The agreement, among other things, would support the Ghana Aviation Training Academy (GATA) in Accra, with technical assistance and capacity building towards achieving Trainair Plus accreditation from the International Civil Aviation Organisation (ICAO).
Subject to funding and available resources, the two countries will collaborate to ensure the continuation of mutually agreed training courses, workshops and other technical assistance to be held at GATA.
The Department of Transportation (DOT) and the Ministry of Transport are the two key partners in the collaboration.
As part of the agreement, an ultra-modern building at a cost of 13 million dollars with modern facilities and gadgets to replace GATA and offer training to people in the aviation industry in the sub-region, is near completion.

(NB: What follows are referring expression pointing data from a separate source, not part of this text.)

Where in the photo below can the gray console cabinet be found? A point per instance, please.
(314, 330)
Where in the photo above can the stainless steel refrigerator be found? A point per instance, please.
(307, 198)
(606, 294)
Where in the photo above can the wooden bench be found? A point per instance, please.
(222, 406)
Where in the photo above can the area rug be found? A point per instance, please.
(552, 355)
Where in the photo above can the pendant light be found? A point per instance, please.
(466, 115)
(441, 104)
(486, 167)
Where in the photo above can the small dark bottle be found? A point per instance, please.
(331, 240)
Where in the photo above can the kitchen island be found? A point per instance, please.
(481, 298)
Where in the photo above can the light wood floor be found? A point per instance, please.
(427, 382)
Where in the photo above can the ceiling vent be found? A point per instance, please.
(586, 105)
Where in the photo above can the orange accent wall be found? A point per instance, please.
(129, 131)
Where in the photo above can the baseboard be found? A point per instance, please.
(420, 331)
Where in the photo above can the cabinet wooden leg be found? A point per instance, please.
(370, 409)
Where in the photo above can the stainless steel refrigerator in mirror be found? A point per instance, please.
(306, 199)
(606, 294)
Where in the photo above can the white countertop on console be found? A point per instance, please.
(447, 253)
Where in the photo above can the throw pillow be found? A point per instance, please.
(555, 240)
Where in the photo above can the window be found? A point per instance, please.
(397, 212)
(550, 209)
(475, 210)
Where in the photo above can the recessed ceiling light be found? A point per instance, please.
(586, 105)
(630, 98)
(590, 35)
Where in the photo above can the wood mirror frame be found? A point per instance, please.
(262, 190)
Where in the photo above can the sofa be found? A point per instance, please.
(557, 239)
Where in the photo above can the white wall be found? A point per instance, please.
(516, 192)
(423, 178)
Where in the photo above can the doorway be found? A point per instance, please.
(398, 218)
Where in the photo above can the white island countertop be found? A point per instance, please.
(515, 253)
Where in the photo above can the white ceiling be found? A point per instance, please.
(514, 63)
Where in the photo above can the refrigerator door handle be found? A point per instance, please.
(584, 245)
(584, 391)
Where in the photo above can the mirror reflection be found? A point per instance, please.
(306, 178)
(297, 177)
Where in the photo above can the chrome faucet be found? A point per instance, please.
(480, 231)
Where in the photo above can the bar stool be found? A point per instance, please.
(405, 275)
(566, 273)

During the signing ceremony and inspection of the new facility for GATA, Mr. Anthony R. Foxx, US Secretary of Transportation, reiterated the government’s commitment to ensuring civil aviation safety.
He said the collaboration between the two countries was mutually beneficial to both countries and called for the strengthening of the collaboration to ensure quality training for the majority of aviation personnel.
Mrs Dzifa Aku Attivor, Minister of Transport, expressed appreciation to the US government for the support towards upgrading GATA facility and the new building for the training of aviation personnel.
She pledged the ministry’s commitment to maintain the new facility and ensure high standards in civil aviation safety.
The acting Director-General of the Ghana Civil Aviation Authority (GCAA), Mr. Abdullai Alhassan, said the Authority had long standing relationship and cooperation with the USA government.
He said the GCAA’s current training school was not spacious enough to offer training to more Africans.
He noted that, the new facility when completed in August would expand aviation training to lots of people in the sub-region and create jobs as well as open more avenues for people interested in the aviation business.